A 1ª Ré, ora Recorrente, veio a impugnar a matéria de facto, atacando as respostas dadas pelo Colectivo aos seguintes quesitos (por ordem e por grupo indicados pela própria Recorrente/1ª Ré):
- 3º quesito;
- 13º a 15º quesitos ;
- 16 quesito;
- 22º quesito;
- 25º e 26º quesitos;
- 27º quesito.
*
A propósito da impugnação da matéria de facto, o legislador fixa um regime especial, constante do artigo 599º (Ónus do recorrente que impugne a decisão de facto) do CPC, que tem o seguinte teor:
1. Quando impugne a decisão de facto, cabe ao recorrente especificar, sob pena de rejeição do recurso:
a) Quais os concretos pontos da matéria de facto que considera incorrectamente julgados;
b) Quais os concretos meios probatórios, constantes do processo ou de registo nele realizado, que impunham, sobre esses pontos da matéria de facto, decisão diversa da recorrida.
2. No caso previsto na alínea b) do número anterior, quando os meios probatórios invocados como fundamento do erro na apreciação da prova tenham sido gravados, incumbe ainda ao recorrente, sob pena de rejeição do recurso, indicar as passagens da gravação em que se funda.

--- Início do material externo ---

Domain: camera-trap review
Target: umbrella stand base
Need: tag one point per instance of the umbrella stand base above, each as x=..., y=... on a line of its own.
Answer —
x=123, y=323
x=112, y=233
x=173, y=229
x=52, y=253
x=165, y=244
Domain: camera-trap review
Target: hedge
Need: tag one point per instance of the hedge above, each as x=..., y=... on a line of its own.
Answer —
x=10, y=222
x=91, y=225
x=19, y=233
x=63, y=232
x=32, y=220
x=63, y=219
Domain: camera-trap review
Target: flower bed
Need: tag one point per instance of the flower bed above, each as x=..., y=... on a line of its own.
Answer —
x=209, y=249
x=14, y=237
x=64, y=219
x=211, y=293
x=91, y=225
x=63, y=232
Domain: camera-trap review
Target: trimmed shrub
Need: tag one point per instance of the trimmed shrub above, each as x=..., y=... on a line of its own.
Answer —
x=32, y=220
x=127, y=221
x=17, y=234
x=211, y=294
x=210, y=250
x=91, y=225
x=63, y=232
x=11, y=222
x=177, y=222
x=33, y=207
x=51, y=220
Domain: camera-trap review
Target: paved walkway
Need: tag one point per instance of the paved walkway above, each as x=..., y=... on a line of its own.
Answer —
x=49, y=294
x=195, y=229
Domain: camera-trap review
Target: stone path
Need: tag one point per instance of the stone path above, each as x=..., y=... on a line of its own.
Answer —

3. Na hipótese prevista no número anterior, e sem prejuízo dos poderes de investigação oficiosa do tribunal, incumbe à parte contrária indicar, na contra-alegação que apresente, as passagens da gravação que infirmem as conclusões do recorrente.
4. O disposto nos n.os 1 e 2 é aplicável ao caso de o recorrido pretender alargar o âmbito do recurso, nos termos do n.º 2 do artigo 590.º

Ora, a especificação dos concretos pontos de facto que se pretendem questionar com as conclusões sobre a decisão a proferir nesse domínio delimitam o objecto do recurso sobre a impugnação da decisão de facto. Por sua vez, a especificação dos concretos meios probatórios convocados, bem como a indicação exacta das passagens da gravação dos depoimentos que se pretendem ver analisados, além de constituírem uma condição essencial para o exercício esclarecido do contraditório, servem sobretudo de base para a reapreciação do Tribunal de recurso, ainda que a este incumba o poder inquisitório de tomar em consideração toda a prova produzida relevante para tal reapreciação, como decorre hoje, claramente, do preceituado no artigo 629º do CPC.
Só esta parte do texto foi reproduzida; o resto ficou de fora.